The Irish Mail on Sunday

Why we risk losing all hope in our charities

- Eithne Tynan

YOU know you’re getting old when you can remember quite clearly the fall of the Khmer Rouge. Not by virtue of having been there, you understand, but because of collecting money for Cambodia on the streets of a west of Ireland town in 1979.

You know you’re getting old, too, when the memory brings with it a recollecti­on of widespread, sincere trust in charity fundraisin­g. People were unequivoca­lly, heart-gladdening­ly generous. They gave without misgivings. One man gave a £20 note at a time when the average industrial wage was about £100 a week.

It was simple really. Youthful, idealistic volunteers gathered money on the streets on behalf of the less fortunate somewhere. Passers-by gave what they could spare at that moment. There was no flogging of direct debits, no chugging. All the money went where it was needed, all of it. There was no skuldugger­y.

That, at least, was the perception. Whether it was any more true then than it is now is open to debate, but it was what people believed about charities. Now it seems likely no one will believe that ever again.

Clearly the scandal that has engulfed Oxfam is going to affect more than just Oxfam. No one suspects that the behaviour of its senior workers in Haiti or in Chad, where they’re said to have paid prostitute­s who were possibly underage, is an isolated case.

There is iniquity everywhere, and in circumstan­ces where there’s a grave power imbalance and a lot of public money, iniquity flourishes.

The worst aspect of the Oxfam scandal is arguably not even the exploitati­on of vulnerable girls by influentia­l middle-aged men who were supposed to be there to help. It’s the fact that Oxfam covered it up. The agency investigat­ed complaints about Haiti and in 2011 issued a press statement admitting almost nothing. ‘A small number of staff’, it said, had been found in breach of Oxfam’s code of conduct and had brought Oxfam’s name into disrepute with ‘abuse of power and bullying’.

Sexual misconduct was not mentioned at all, but the charity was careful to point out that it was nothing to do with money. That’s all right then. The brand is safe then. Fundraiser­s are go.

This narrative of predatory men getting recycled through the system and the whole thing being hushed up to protect the institutio­n, it sounds familiar doesn’t it? It sounds like the Catholic Church all over again.
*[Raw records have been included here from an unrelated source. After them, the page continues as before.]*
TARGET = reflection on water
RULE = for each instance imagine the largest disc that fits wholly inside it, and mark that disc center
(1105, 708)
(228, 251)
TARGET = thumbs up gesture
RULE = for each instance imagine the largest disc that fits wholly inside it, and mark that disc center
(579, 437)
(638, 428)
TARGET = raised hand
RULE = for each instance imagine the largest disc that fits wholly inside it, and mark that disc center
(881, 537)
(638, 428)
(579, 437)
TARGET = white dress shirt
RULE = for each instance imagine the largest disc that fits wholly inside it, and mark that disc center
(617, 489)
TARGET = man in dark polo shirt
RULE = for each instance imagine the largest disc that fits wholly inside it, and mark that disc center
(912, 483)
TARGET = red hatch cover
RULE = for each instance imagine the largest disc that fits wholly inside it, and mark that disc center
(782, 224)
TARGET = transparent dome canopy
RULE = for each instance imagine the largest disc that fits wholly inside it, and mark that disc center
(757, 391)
And like the Church, this is corruption in the very place we’ve been led to believe we’d least expect it, which makes it worse.

Here in Ireland we’ve had our share of charity scandals of a financial nature, with the top brass in Rehab and Console, for instance, using donations to feather their own nests. And even where there is not ostensible corruption, there is profound public unease at how much charity bosses earn.

In order to run a charity, it seems, you have to be a corporate type who doesn’t get out of bed for less than a hundred grand a year, that being the going rate for organising jewellery-rattling fundraiser­s and courting the media.

If you’re a field worker though, and actually getting your hands dirty, you should expect only 16 grand.

And those are just the ones that we know about. Many charities don’t feel it necessary to disclose their executive pay and in fact don’t want Joe Public poking around their affairs at all if you don’t mind.

The invaluable website Benefacts was establishe­d in 2014 to keep tabs on the non-profit sector. It stated recently that it is ‘disappoint­ed’ at the number of charities publishing abridged accounts instead of revealing all. ‘How can you expect people to trust you more when you tell them less?’ it asks.

AND public trust in charities is at an alltime low. An Amárach survey last year found that more people distrust charities than trust them, and the number of people who ‘completely trust’ them has hovered around 1% for years. Regaining public trust, the report concluded, has to be addressed in several ways, ‘but hoping that nothing bad will happen is not one of them’.

And what are charities doing? Hoping nothing bad will happen, and thinking ‘reputation­al damage management’ when it does. Ask yourself: Do you now sincerely think of charities as a blameless enterprise, doing good and good alone? Can you give without misgivings? If the answer is no, then charity has been ruined, in principle and in practice, and charities themselves are answerable for that.

A lot of needy people in the world will suffer more if this keeps up, because a lot of crisp, hard-earned £20 notes will no longer find their way to them.